By Lorilyn C. Lirio
The Olympia City Council passed two resolutions to address encampments on state rights-of-way adjacent to Interstate 5.
At the council meeting held on Tuesday, July 12, Director of Housing Programs, Darian Lightfoot, briefed council members on the memorandum of understanding attached to a resolution.
The resolution discusses entering into a partnership between Olympia and the Washington State Department of Commerce, Washington State Department of Transportation (WSDOT), Washington State Patrol, County of Thurston and the towns of Lacey and Tumwater.
Lightfoot said the state will provide the funds while local jurisdictions and the nonprofit organization develop a proposed plan to address right-of-way encampments for short-term outreach, temporary housing and long-term housing. term.
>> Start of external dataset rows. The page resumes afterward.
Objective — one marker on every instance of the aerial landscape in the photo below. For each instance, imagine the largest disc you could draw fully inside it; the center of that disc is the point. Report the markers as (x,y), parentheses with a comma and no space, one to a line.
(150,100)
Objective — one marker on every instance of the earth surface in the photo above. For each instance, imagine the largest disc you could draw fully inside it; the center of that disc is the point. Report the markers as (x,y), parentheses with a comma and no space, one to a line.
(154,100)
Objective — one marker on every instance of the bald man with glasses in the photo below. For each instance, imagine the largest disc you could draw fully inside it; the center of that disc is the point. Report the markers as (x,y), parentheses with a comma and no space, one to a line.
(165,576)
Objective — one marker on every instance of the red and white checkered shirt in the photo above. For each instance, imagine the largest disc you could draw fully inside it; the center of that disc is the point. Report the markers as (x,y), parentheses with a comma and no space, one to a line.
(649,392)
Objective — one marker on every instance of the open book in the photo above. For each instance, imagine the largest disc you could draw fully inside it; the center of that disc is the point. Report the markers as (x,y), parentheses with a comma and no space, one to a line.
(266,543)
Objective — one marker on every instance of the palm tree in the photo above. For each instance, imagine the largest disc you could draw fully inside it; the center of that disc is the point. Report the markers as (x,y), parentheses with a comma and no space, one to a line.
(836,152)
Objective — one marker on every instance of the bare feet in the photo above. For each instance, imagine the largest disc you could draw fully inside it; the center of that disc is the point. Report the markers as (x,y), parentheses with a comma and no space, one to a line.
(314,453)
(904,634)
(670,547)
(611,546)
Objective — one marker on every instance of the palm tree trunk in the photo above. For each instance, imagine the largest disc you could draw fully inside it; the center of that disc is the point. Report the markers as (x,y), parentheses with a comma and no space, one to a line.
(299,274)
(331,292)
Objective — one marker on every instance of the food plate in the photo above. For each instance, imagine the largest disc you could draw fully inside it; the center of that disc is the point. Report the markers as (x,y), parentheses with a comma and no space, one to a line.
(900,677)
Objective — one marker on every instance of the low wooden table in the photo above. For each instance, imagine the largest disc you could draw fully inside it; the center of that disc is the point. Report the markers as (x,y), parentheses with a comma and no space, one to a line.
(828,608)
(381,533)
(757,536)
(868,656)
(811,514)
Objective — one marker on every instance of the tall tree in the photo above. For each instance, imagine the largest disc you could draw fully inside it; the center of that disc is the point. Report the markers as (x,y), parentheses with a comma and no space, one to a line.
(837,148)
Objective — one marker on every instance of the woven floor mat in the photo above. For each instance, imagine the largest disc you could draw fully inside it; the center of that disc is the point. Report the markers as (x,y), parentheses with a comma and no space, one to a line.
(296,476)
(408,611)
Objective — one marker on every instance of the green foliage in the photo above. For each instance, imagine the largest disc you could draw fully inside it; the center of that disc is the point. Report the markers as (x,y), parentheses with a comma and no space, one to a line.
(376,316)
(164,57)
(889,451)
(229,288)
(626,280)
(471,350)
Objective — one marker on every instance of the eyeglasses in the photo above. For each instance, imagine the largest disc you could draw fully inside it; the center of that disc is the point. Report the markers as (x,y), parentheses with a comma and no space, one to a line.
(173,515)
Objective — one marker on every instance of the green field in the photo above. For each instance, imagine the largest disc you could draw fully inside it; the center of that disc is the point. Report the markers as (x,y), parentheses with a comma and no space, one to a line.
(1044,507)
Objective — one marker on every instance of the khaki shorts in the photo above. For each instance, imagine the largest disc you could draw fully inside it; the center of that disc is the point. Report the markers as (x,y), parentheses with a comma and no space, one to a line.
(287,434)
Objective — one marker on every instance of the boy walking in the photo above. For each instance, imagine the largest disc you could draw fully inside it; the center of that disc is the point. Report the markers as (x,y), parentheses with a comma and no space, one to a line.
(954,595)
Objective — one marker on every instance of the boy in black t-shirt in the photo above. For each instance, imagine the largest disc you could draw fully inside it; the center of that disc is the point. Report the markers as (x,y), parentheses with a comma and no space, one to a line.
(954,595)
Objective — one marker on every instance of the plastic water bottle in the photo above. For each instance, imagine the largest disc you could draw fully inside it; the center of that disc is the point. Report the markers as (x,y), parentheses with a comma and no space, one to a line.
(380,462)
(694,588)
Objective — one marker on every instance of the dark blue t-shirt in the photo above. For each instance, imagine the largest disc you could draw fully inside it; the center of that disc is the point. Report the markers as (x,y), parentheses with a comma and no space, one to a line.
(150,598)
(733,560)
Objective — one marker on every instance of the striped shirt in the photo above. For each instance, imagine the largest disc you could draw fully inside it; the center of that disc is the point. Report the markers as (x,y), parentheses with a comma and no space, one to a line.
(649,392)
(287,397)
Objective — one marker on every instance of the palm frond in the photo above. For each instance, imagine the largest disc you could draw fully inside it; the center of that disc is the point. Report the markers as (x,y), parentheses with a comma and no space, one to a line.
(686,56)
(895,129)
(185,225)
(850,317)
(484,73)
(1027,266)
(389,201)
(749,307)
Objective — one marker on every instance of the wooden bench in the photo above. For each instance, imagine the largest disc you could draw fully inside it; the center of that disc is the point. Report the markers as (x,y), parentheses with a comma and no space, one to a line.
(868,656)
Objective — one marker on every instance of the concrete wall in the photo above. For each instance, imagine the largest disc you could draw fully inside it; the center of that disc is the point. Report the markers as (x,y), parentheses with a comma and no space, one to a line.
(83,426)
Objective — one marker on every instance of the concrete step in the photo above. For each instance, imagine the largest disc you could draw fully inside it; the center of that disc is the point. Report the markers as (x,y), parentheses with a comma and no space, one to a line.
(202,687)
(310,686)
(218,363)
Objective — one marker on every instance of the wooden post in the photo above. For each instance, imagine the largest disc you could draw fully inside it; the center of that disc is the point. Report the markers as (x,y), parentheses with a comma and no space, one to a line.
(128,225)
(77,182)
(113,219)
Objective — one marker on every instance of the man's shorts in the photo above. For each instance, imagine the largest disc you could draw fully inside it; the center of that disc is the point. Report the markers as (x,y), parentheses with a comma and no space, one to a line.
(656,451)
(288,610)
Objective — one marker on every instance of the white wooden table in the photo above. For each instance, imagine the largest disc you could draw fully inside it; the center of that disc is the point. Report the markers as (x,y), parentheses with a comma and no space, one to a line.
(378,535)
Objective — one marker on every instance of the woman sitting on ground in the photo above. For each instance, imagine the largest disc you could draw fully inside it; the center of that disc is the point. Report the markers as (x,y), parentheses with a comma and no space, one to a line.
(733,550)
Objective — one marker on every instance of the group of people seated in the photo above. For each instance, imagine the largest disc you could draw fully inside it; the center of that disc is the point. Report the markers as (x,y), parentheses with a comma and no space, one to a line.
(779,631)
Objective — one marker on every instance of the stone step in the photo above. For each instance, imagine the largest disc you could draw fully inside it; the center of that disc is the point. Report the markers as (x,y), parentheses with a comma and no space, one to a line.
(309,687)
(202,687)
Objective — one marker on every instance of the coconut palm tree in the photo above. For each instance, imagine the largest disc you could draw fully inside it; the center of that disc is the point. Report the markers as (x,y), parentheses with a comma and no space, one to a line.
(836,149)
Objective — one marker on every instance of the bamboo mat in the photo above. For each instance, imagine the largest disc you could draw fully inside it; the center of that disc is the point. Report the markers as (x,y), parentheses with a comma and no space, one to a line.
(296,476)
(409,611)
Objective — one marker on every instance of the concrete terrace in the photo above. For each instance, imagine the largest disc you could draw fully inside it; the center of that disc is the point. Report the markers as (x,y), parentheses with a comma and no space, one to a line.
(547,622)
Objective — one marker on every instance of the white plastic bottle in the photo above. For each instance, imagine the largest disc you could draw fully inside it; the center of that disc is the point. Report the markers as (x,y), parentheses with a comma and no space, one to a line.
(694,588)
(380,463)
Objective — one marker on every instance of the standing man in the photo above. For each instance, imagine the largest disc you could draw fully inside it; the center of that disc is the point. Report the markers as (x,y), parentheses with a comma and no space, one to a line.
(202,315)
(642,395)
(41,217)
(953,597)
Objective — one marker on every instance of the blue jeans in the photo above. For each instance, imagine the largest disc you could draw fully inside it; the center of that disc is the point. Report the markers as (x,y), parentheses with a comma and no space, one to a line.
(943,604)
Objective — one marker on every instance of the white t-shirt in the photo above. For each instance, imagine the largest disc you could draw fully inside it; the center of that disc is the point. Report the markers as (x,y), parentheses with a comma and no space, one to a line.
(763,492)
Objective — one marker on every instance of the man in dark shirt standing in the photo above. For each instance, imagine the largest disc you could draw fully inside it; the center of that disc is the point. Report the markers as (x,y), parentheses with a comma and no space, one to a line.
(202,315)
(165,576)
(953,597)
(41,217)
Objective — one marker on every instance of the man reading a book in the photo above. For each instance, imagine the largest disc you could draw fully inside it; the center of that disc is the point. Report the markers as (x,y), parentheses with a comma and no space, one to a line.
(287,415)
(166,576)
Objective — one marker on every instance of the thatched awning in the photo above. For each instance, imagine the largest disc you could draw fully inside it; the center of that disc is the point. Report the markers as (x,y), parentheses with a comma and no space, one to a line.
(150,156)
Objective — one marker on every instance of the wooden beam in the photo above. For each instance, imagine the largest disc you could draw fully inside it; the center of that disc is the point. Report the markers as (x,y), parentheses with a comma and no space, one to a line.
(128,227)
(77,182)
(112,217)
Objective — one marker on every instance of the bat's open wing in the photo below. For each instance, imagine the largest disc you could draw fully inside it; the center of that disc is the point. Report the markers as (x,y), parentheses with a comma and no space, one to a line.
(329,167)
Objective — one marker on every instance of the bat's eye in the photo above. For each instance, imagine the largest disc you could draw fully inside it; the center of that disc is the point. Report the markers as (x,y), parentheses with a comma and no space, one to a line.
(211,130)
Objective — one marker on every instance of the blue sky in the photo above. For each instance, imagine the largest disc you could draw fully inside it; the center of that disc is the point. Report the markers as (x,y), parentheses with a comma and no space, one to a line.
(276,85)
As for short-term outreach, Lightfoot said the plan is to provide shelter beds, hotel stays for people experiencing domestic violence, expansion of small houses, and investment in housing. permanent.
Olympia, according to Lightfoot, has requested the release of an outreach funding proposal. She said the funding would last two and a half years. “This partnership of all entities within the MOU will take us until the end of 2025 to clear the right of way.”
She added that the memorandum of understanding underscores Olympia’s commitment to ensure that right-of-way residents are not offered housing just once.
She explained that people residing in the right-of-way would be on the binding list to receive shelter, short-term and long-term housing.
“The proviso states that any financing granted, at least half of the units must be permanent housing. Our entire offering, over 50% of the units for which we seek financing, are for equity investment at long term in housing,” Lightfoot told council members.
“We have a few projects in the works that are still in the early stages that will hopefully contribute to permanent supportive housing and community,” she added.
The city council also passed a resolution that enabled an inter-local agreement with the Washington State Department of Transportation.
WSDOT partners with the city to ensure encampments remain clear, Lightfoot explained.
“If someone is living in a settlement again, outreach services will be deployed. We will connect those residents to housing, clean up sites, repair fencing, install [no-] signs of intrusion,” she said.